If you realize what is happening before you get to that point, take a time out for yourself and breathe.

Don’t react.

Stand there and take a few deep breaths.  When you ready, here’s what to do.

Child moodiness: figure out the trigger

This takes a little investigation because kids will never tell you what made them emotional.

Depending on the age of the child, they frequently don’t even know themselves.

Start thinking about what happened before the incident.

Was your child fine and then suddenly moody and refusing to cooperate?  What was the incident that made them that way?

Some common triggers are:

  • a sibling getting attention
  • hunger
  • tiredness
  • told to do an undesired activity (i.e. homework or chores)
  • being reprimanded
  • told to stop doing something fun, like come inside to eat and say goodbye to friends.

Once you identify the trigger, don’t feel like you have to solve it!

In fact, unless its hunger (where its probably in your best interest for the long haul to give him or her a snack), let it be.

In my experience, asking a moody child questions about why they are upset will only escalate the situation. Knowing the trigger is for your benefit at this point.  You can address the cause after the child has calmed down.

What are the best actions to take at this point?

Try not to take the bad mood personally

The bad mood is not personal – it’s just communication. Something is going on and your child may not know how to verbalize it.

While she’s in the bad mood, concentrate on regulating your own emotions instead. What are you thinking when you child is slamming doors or screaming at their sibling?

Are you thinking:

  • She’s going to hurt somebody.
  • What will people think of her if she did this in public?
  • She’s so unappreciative! I can’t believe she acts this way after I do so much for her.
  • What am I doing wrong?

Any of those thoughts will send your anxiety and frustration skyrocketing. I get it.

If you feel yourself getting heated, put on your best calm voice and say something like, “I can feel myself about to lose my temper. I need a minute to cool down.”

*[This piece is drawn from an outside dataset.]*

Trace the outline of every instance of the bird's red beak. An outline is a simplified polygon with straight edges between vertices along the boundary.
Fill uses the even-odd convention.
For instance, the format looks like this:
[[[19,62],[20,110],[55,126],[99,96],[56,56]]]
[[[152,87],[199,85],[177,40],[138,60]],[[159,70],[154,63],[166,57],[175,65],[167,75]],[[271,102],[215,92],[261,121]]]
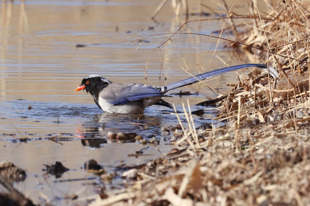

My favorite tactic is to excuse myself to the bathroom or say I left something in the garage – and then spend a really, really long time getting it.

Ask Your Child If They Need Time Alone

it’s worth noting that this doesn’t work for every child.

However, some kids appreciate quiet time away from other family members to regroup.

This is not a time out, because your child has complete control of the situation.  She decides when and if she wants to go to another room and when she emerges from her room based on how she’s feeling.

The best way to handle this is before the grumpy behavior occurs. You can use an “I notice” statement like we teach in our course, Calm & Happy Parenting, such as:

“Hey, I notice that you got upset today at dinner and yelled at your sister. Sometimes I like to have time by myself when I’m really angry. Would you like to try going to another room when you’re upset to cool down?”

If she wants to try it, suggest it to her next time you see her emotions rising. Let her stay in her chosen quiet place for as long as she needs.

It’s not too long if your child remains in that place for over an hour.  All children require different amounts of time to process the situation and discover why they are feeling the way they do.

Hold her

These are awesome tips that I'm going to use next time my daughter stomps away from me. I'm also going to try this on my son's tantrums.

Sometimes, hugs make everything better. And your child may be grumpy if they crave connection with you.

It sounds counterintuitive to some extent because it might feel like you are rewarding your child for supposed bad behavior – but you’re not.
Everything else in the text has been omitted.